“The prophecies of what the court would do in fact, and nothing more pretentious are what I mean by the law” Justice Oliver Wendel Holmes
Almost everyone who has a law degree or attempted to have one in Nigeria should be familiar with the statement above when learning about definitions of law as provided by various schools of thought. I do not believe I can recall any other definition verbatim. For some reason, the definition provided by Justice Oliver Wendel Holmes, propounding the realist theory of law, has stuck.
For many, the court is the last resort when seeking justice or resolving a conflict while for others, the court is the first resort. This is because as an independent arm of government, the pronouncements of a court are pristine; in fact, they are seen as law as long as they are consistent with the provisions of the Constitution. The weight of these pronouncements is such that they become precedent and are binding as law on lower courts and unless a higher court gives a different judgment, the court cannot deviate from the previous pronouncements and judgments.
Some propounders of the legal realist school of thought have further extended Holmes’ popular quote regarding what the law is. Judge Richard A. Posner extended the theory to its limits by announcing that:
“Law is the activity of licensed persons, the judges, rather than a body of concepts (rules, principles, whatever) … The law is not a thing they discover; it is the name of their activity. They do not act in accordance with something called “law” — they just act as best they can”.
Though several scholars believe that Posner has taken legal realism to the extreme by his pronouncements, the argument on whether that is true is not is the discourse for today. The reality is that the pronouncements of the court are weighty to the effect that the Supreme Court of the Federal Republic of Nigeria has the final say in any case, as long as it is not in contravention or inconsistent with the provisions of the constitution. This brings me to the crux of this discussion.
On February 25th, 2023, Nigerians went in their numbers to cast their votes to determine the President and members of the National Assembly for the next four? years.

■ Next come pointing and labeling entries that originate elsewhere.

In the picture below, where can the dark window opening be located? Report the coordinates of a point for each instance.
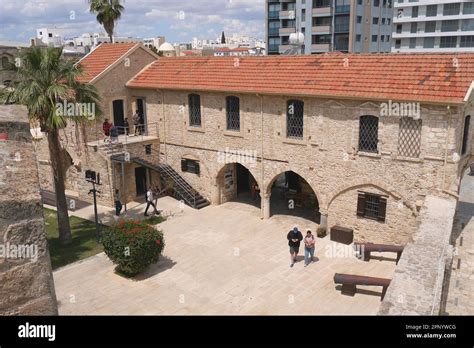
(190, 166)
(368, 134)
(372, 206)
(233, 113)
(194, 110)
(294, 119)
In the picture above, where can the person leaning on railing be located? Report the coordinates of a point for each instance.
(136, 122)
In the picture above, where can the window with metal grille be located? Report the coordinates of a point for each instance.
(195, 110)
(372, 206)
(368, 134)
(409, 137)
(465, 138)
(294, 119)
(233, 113)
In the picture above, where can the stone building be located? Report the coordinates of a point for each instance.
(108, 68)
(357, 141)
(26, 279)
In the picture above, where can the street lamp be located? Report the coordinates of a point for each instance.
(94, 178)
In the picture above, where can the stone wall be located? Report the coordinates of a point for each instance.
(84, 143)
(327, 157)
(416, 287)
(26, 280)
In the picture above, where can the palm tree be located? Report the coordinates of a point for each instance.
(108, 12)
(43, 81)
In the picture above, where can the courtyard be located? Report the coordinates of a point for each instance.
(224, 260)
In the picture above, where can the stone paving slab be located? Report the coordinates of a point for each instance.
(222, 260)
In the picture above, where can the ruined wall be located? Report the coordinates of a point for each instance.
(26, 280)
(416, 287)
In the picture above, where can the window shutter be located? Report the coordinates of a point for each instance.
(361, 204)
(382, 209)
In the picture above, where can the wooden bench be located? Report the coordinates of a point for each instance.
(350, 282)
(367, 249)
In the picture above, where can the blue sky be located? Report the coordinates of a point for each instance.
(178, 20)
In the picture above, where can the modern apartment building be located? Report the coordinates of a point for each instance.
(433, 26)
(360, 26)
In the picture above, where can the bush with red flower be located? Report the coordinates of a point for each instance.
(133, 246)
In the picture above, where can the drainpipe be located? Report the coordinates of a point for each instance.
(446, 149)
(164, 123)
(264, 196)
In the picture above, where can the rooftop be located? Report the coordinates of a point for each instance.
(432, 78)
(104, 56)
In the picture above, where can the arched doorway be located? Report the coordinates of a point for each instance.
(237, 184)
(292, 195)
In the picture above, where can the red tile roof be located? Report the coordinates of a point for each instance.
(437, 78)
(101, 58)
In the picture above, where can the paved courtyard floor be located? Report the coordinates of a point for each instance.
(224, 260)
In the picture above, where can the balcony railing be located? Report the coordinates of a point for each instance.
(273, 48)
(274, 31)
(274, 14)
(343, 9)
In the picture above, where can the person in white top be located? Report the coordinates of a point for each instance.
(309, 243)
(149, 201)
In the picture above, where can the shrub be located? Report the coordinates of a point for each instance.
(321, 232)
(133, 246)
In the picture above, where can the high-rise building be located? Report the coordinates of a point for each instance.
(433, 26)
(359, 26)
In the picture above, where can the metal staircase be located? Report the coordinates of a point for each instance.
(182, 189)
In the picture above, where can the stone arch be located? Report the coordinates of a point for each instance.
(377, 184)
(317, 191)
(251, 170)
(309, 209)
(222, 194)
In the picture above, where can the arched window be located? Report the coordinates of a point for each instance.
(368, 134)
(465, 138)
(294, 119)
(233, 113)
(194, 110)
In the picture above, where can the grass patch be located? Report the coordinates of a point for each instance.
(83, 244)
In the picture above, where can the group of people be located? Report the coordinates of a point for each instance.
(111, 131)
(150, 200)
(295, 237)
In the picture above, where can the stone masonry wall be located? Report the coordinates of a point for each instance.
(416, 287)
(327, 157)
(26, 280)
(78, 141)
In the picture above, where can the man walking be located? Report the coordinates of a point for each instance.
(309, 246)
(149, 200)
(294, 239)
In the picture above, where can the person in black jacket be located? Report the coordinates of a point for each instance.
(294, 239)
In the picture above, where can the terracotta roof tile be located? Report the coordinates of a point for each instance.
(438, 78)
(101, 58)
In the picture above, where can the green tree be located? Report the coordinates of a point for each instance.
(43, 81)
(107, 12)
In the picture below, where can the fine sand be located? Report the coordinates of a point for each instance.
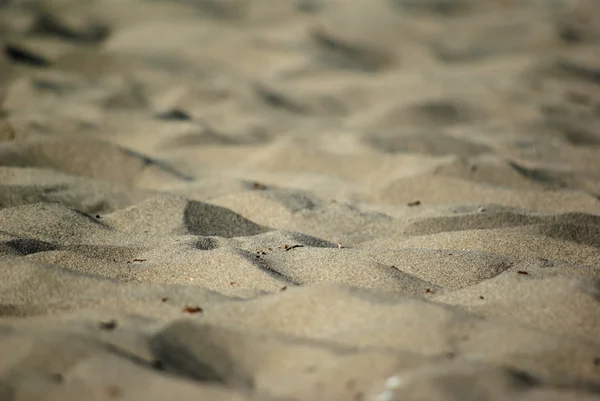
(311, 200)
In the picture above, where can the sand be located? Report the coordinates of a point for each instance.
(353, 200)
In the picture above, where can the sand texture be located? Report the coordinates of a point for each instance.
(300, 200)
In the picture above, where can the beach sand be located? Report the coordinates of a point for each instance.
(362, 200)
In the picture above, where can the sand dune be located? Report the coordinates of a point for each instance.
(368, 200)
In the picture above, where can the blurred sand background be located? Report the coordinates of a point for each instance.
(364, 200)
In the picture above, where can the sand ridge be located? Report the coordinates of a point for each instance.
(367, 200)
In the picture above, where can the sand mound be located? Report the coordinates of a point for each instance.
(367, 200)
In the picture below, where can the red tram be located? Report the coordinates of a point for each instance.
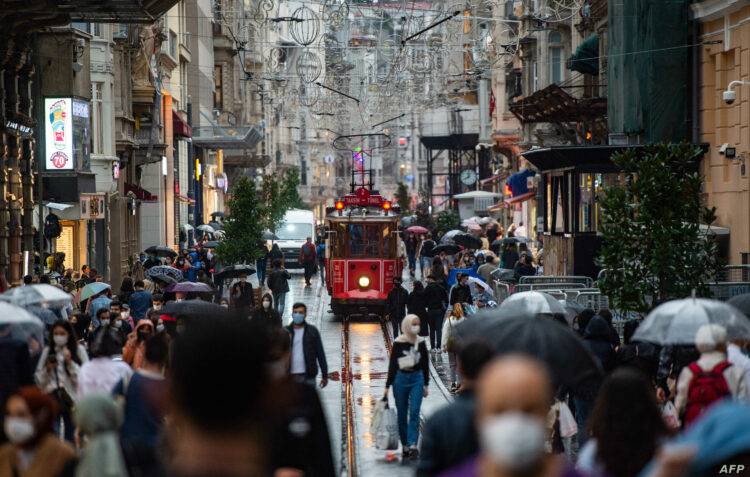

The results as declared by the Independent National Electoral Commission (INEC) are at the heart of several recent political and social conversations. All lights are beamed on the judiciary as Nigerians await the pronouncement of the electoral petition tribunal. What decision will the court make in its interpretation of the ultimate law of Nigeria?
The 3rd Ground for the petition before the presidential election tribunal was that the second respondent was not duly elected by a majority of the lawful votes cast at the election in accordance with Sec 134 of the 1999 CFRN. This petition follows Section 134(1)(c ) of the Electoral Law 2022 which provides the 3rd ground on which an election petition can be made. Let us quickly examine the first section of the 1999 Constitution of the Federal Republic of Nigeria. It says:
“This Constitution is supreme, and its provisions shall have binding force on all authorities and persons throughout the Federal Republic of Nigeria.”
Section 1(2) further provided that “The Federal Republic of Nigeria shall not be governed, nor shall any person or group of persons take control of the Government of Nigeria or any part thereof, except in accordance with the provisions of this Constitution”.
Essentially, all the parties to the suit and every concerned citizen of Nigeria anticipates what interpretation the tribunal would give to Section 134(2)(b) of the constitution which states that a candidate for an election to the office of President shall be deemed to have been duly elected, where,
“he has not less than one-quarter of the votes cast at the election in each of at least two-thirds of all the States in the Federation and the Federal Capital Territory, Abuja.”
What rule of interpretation will the court apply in this case and most importantly how will the given interpretation affect the country?
On the surface, the above-stated provision of the Constitution seems plain, simple, and can be easily understood by the layman but the English language is tricky, and our lawmakers carefully inserted a conjunction; the word “and”. Several lawyers have tried to speak to the intent of the lawmakers in drafting the constitution and while the intent of the lawmakers may not be known to me, what is known however is the right of every Nigerian citizen of voting age to exercise their franchise. The FCT is the country’s capital and while there are several non-indigenes residents there, we sometimes forget there are indigenes who are residents also. If the voting power that determines the president of Nigeria significantly places less importance on the votes of the people (both indigenes and non-indigenes) of the FCT, one wonders then why polling units should exist and elections happen in the FCT to determine presidential elections. One would also wonder why Section 179(2)(b) of the constitution which speaks to gubernatorial elections does not insert a clause separating state capitals from other parts of the state in determining the “two-thirds” requirement.
While the constitution is clear that no person or group of persons shall take control of the government in any manner inconsistent with the provisions of the constitution, Nigerians, and the world if I dare say, await the court’s interpretation of Section 134(2)(b) as indeed, it lies on the judiciary, and only the judiciary to interpret the law. What then will the court decide?